Gene therapy is defined as a method that delivers genes or DNA sequences to target cells that can transiently or stably express those genes or DNA sequences to alter the biological functions of those cells. Pain relief could be achieved through delivering endogenous opioid genes into neurons.149 Gene therapy for the alleviation of cancer pain has been applied in a clinical trial of humans, and acceptable outcomes were achieved.150 Different types of viral vectors have been developed for transducing genes of interest into target cells, including adenovirus,151 lentivirus,152 herpes simplex virus153 and adeno-associated virus.154 In particular, herpes simplex virus, by virtue of its neurotropism, is advantageous in gene therapy for neural disorders, including pain.155 It has been reported that gene therapy could be effective in alleviating trigeminal pain in rats through delivering an opioid gene into the trigeminal ganglia via herpes simplex virus.149 Similarly, herpes simplex virus can be used to deliver endogenous opioid genes or RNA interference sequences against pro-inflammatory genes (for example, CGRP) into the trigeminal ganglia to relieve orthodontic pain.
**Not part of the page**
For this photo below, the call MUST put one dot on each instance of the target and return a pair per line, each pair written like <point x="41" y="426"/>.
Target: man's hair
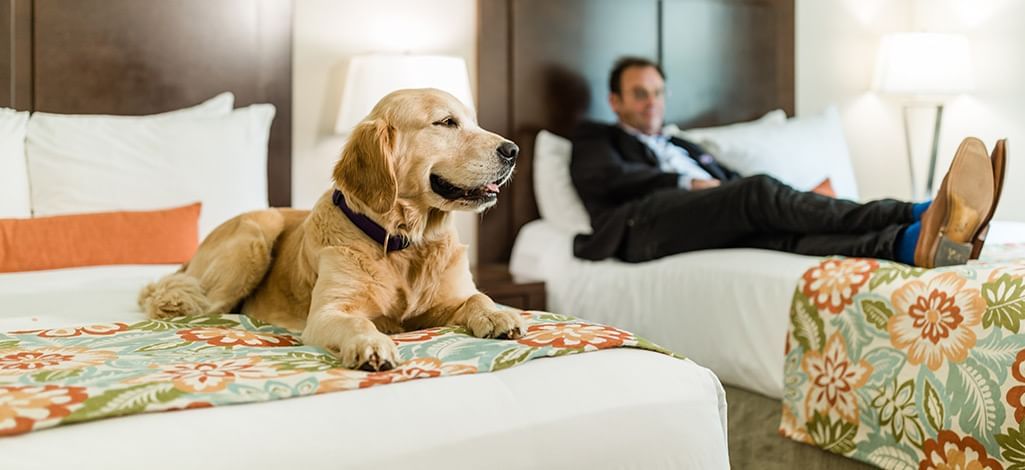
<point x="615" y="77"/>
At present, the application of gene therapy in clinical practice is limited by its biosafety concerns.156 Nevertheless, its potential biosafety concerns may be addressed in the near future, and it may become a viable and mainstream treatment strategy for orthodontic pain relief.

Conclusion

Orthodontic pain, an inflammatory pain, shares many similar features with common inflammation, but it has specific hallmarks. The exact molecular mechanisms of the pathogenesis of orthodontic pain are still poorly understood. Although the sensory pathways have been well documented, its collateral pathways, including those related to emotion, memory and cognition, are largely unknown. Thus, further functional MRI studies are urgently needed for delving into their exact neural pathways. Although NSAIDs have been validated to be effective in relieving orthodontic pain, its effects on tooth movement have yet to be verified. The effectiveness of other modalities, that is, mechanical approaches, low-level laser therapy and behavioural approaches, needs further confirmation. Furthermore, gene therapy, a novel and viable modality, is promising in the treatment of orthodontic pain in the future.

Acknowledgments

This work was supported by the National Natural Science Foundation of China (81571004, 81500884 and 81400549) and by the Orthodontic National Key Clinical Specialty Construction Program of China, West China Hospital of Stomatology, Sichuan University.